Thinking Differently - Shifting out of Automatic Pilot
As we reflect on our experiences, the self-discovery process can be approached in infinite ways, from free-form scatter-mapping on a blank page to completely self-directed writing on lined pages, to very structured exercises with fill-in-the-blanks "sentence stems" (such as my Mandala Journal Cards.) Whatever your preferred method, journalling gives you the space to be frank with yourself, to examine your past, as well as preview a desired future.
For example, on my own Review/Preview Mandala Journalling Form, I've outlined a structured way of taking stock of a particular situation / goal:
- What worked? (what went right? what were the benefits or payoffs I received?)
- What didn't work? (what went wrong, what could have gone better, what were the costs, etc?).
- What will I do differently next time? (how can I get a better outcome?)
It can help you summarize a particular event in your life, with the brief story (the "who, why, what, where, when, how") of your experience in the left column, and "What worked?" and "What didn't work?" in the other two columns. Finally, at the bottom section of the page is the big payoff of this process, which is previewing a better outcome for the future by writing down what you could do differently next time. (I like to use big checkboxes in this section.) This form makes it easy to quickly review your own wisdom in the future, because it is neatly summarized at the bottom of the page.

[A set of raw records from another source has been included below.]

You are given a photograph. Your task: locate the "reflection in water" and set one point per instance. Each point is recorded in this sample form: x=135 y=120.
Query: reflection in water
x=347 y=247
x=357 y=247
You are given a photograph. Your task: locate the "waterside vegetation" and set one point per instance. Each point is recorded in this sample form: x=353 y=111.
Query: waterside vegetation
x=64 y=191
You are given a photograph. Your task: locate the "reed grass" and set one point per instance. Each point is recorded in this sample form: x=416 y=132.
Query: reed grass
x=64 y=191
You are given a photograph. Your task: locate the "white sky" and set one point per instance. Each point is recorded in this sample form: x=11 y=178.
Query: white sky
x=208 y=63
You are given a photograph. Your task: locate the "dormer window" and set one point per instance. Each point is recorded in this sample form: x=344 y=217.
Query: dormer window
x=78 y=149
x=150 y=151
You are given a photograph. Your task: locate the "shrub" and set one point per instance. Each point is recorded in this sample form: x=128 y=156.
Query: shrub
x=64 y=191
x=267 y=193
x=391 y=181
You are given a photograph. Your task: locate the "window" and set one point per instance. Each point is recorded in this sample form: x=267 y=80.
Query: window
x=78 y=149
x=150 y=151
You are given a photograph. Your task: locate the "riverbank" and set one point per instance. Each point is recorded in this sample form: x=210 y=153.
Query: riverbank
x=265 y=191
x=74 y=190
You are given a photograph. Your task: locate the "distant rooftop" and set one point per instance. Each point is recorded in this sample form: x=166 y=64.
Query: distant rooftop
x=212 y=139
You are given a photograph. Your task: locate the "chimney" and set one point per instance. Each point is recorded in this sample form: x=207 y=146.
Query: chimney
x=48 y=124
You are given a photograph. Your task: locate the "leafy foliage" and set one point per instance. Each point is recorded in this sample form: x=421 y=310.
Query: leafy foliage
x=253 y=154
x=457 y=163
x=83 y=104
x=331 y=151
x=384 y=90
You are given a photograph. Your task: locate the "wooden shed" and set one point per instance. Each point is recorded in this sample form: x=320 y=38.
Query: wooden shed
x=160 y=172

Whether you focus in on a small detail of one day like the Review/Preview Form facilitates, or whether you focus in on "big-picture" ideas for your life, any type of colour-journalling gives you the opportunity to stop and think different thoughts. It's a great way to slow down and more deliberately get the most out of your experiences–to shift out of "automatic pilot" and get even better results next time. It helps move your focus from the past and orients your thinking towards the future in a positive, helpful way. It is also a very affirming tool for developing and expressing confidence about the future.
The poet Rainer Maria Rilke encourages us in this process of self-reflection with these words:
Nobody can advise and help you,
There is only one way.
Go into yourself.
~Rainer Maria Rilke, Poet~
To go deeper into yourself requires a certain level of relaxation and balance, and colouring mandalas is particularly centering, because of the abstract but symmetrical shapes. I like to think of mandala colour-journalling as a way to create change, even breakthroughs, especially if you are wrestling with a particularly difficult problem and journal about it repeatedly, over a period of time.
Discover the Power of your own, Everyday Wisdom: Try it Yourself!
Download a special Mandala Colour-Journalling page here (this month's page includes the Review/Preview Form) and see how easy and enjoyable it is to spend a few minutes in self-reflection. If you would prefer a blank form, download a Scatter-Map Colouring Page which can be used for any kind of journalling. I'd be very interested in hearing about your experience if you'd like to send me an email, or post in the comments section, below.
I've been using variants of my Review/Preview form for years, but find it's much more fun and easy when combined with colouring mandalas, is organized neatly on the page and I find it orients me much more quickly towards the future.